We will discuss recent studies on hadronic three-body amplitudes and their application in characterizing new types of particles, like doubly charmed tetraquarks. I will show how our growing understanding of three-body physics enhances the study of charm baryons and opens new avenues in Beyond the Standard Model searches using the polarimetry vector field. We will also explore how this knowledge might help resolve challenges in interpreting hadron correlation functions, connecting lattice QCD and experimental studies of hadron interactions through the femtoscopy technique.
I will also touch upon machine learning methods, and advances in computational techniques, like differentiable programming, that help with these analyses.
April 14, 2023 (Friday) 4:00-5:00p.m.
Speaker: Anton Burkov, University of Waterloo
Host: E. Rossi
Title: Emergent symmetries, Luttinger's theorem and topology of metals.
Abstract: Luttinger's theorem connects a basic microscopic property of a given metallic crystalline material, the number of electrons per unit cell, to the volume, enclosed by its Fermi surface, which defines its low-energy observable properties. Such statements are valuable since, in general, deducing a low-energy description from microscopics, which may perhaps be regarded as the main problem of condensed matter theory, is far from easy.
In this talk I will describe a unified framework, which allows one to discuss Luttinger's theorems for ordinary metals, as well as closely analogous exact statements for topological semimetals, whose low-energy description contains either discrete point or continuous line nodes. This framework is based on the concept of a 't Hooft anomaly of the emergent symmetry, which characterizes the low-energy description of a given metallic phase.

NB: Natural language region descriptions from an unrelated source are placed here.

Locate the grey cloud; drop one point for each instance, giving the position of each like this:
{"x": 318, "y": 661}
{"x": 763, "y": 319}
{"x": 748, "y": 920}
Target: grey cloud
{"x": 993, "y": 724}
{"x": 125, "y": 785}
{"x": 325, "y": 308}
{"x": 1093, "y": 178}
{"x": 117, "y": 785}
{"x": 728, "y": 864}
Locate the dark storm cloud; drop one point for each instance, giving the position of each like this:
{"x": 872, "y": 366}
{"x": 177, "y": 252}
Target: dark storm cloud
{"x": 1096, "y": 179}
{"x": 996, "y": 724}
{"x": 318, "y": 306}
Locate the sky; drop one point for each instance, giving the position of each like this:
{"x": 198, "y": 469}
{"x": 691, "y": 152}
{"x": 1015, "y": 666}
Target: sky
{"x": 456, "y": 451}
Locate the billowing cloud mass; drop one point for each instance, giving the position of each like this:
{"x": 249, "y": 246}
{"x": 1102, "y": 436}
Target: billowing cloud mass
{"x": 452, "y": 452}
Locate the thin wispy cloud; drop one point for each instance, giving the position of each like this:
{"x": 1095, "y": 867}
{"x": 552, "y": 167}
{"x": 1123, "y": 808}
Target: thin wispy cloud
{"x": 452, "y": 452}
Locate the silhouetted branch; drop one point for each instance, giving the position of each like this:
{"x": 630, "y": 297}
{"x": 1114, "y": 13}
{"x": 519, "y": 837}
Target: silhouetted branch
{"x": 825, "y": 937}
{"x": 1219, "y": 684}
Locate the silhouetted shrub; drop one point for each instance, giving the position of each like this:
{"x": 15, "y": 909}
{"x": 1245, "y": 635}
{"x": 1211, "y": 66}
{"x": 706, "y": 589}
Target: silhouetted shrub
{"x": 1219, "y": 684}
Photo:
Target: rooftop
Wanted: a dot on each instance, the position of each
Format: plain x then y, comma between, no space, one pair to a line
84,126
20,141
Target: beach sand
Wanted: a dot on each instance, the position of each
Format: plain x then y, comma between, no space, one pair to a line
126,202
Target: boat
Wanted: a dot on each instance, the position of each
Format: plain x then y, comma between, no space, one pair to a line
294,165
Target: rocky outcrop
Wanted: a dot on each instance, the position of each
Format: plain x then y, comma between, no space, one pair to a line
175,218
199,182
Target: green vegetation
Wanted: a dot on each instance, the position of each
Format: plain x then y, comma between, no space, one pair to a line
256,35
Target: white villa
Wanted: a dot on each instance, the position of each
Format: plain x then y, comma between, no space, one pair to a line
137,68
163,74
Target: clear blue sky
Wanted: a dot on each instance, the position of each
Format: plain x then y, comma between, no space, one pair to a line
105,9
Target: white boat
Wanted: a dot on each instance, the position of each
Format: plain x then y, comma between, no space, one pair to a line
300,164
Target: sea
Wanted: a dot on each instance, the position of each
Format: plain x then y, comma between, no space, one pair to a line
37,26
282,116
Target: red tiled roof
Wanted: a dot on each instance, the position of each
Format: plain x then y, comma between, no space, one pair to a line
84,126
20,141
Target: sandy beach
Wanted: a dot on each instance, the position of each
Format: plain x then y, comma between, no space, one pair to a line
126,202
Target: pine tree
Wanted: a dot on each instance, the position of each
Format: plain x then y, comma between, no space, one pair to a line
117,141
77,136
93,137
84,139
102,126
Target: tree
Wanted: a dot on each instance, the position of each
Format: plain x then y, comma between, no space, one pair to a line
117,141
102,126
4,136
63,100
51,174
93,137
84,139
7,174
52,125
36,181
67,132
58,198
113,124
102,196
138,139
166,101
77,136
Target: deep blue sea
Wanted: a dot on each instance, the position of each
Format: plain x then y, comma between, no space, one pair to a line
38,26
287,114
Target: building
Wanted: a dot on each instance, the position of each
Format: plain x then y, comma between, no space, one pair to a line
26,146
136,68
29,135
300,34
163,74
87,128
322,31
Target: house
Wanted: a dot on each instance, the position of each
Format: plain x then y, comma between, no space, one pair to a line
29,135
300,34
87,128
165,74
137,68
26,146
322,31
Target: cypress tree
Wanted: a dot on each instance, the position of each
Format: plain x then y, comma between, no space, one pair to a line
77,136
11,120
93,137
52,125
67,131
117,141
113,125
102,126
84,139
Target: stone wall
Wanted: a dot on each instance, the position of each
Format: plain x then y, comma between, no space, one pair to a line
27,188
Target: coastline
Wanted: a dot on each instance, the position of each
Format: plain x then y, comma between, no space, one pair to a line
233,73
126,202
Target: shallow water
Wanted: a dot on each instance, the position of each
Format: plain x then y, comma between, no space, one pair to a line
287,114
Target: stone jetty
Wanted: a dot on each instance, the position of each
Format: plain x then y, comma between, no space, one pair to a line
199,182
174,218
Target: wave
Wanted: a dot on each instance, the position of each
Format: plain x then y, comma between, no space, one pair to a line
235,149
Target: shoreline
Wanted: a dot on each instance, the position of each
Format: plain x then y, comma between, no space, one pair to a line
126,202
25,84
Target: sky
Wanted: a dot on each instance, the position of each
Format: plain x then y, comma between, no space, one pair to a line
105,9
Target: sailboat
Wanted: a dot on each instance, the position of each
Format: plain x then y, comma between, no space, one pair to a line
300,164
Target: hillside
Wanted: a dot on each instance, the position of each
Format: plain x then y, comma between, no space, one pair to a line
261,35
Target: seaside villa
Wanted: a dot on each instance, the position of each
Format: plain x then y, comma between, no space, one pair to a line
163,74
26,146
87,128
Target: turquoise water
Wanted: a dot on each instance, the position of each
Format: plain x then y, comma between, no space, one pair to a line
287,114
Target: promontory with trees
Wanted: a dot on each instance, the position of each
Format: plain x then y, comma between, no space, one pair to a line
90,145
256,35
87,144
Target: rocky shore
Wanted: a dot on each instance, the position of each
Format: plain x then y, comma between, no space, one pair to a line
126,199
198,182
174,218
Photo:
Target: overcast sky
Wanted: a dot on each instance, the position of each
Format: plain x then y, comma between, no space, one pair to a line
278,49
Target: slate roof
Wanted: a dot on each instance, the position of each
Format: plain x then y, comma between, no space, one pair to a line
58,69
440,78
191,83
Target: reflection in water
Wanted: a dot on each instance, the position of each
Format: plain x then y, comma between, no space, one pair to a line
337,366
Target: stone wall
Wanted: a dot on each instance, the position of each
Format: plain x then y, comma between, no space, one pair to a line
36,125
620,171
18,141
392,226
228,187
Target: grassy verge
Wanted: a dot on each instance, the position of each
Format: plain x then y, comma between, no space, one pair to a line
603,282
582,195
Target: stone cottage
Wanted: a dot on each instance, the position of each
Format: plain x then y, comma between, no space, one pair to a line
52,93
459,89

The 't Hooft anomaly relates the low-energy theory of a metal to the topological response of a higher-dimensional symmetry-protected topological insulator.
April 21, 2023 (Friday) 4:00-5:00p.m.
Speaker: Biao Lian, Princeton University
Host: E. Rossi
Title: Magic flat bands of electrons in moiré graphene
Abstract: The stacking of two similar lattices produces a moiré pattern which is a large spatial period superlattice. Experimentally, a large class of 2D moiré materials can be created using this method, which has attracted extensive interests recently. A paradigm is the twisted bilayer graphene (TBG), which generates topological flat bands of electrons at the so-called magic angle (1.1 degrees), and exhibits superconductivity and correlated insulator phases. I will talk about the systematic theory of TBG with Coulomb interactions, which has an approximate U(4) symmetry and interacting Chern insulator ground states at integer fillings. I will further present alternative setups of moiré models of graphene hosting magic flat bands, such as twisted trilayer graphene, and lattice mismatch moiré graphene systems which exhibits topological flat bands in effective kagome and honeycomb moiré lattices. These systems provide promising platforms for studying novel strongly correlated phases of matter.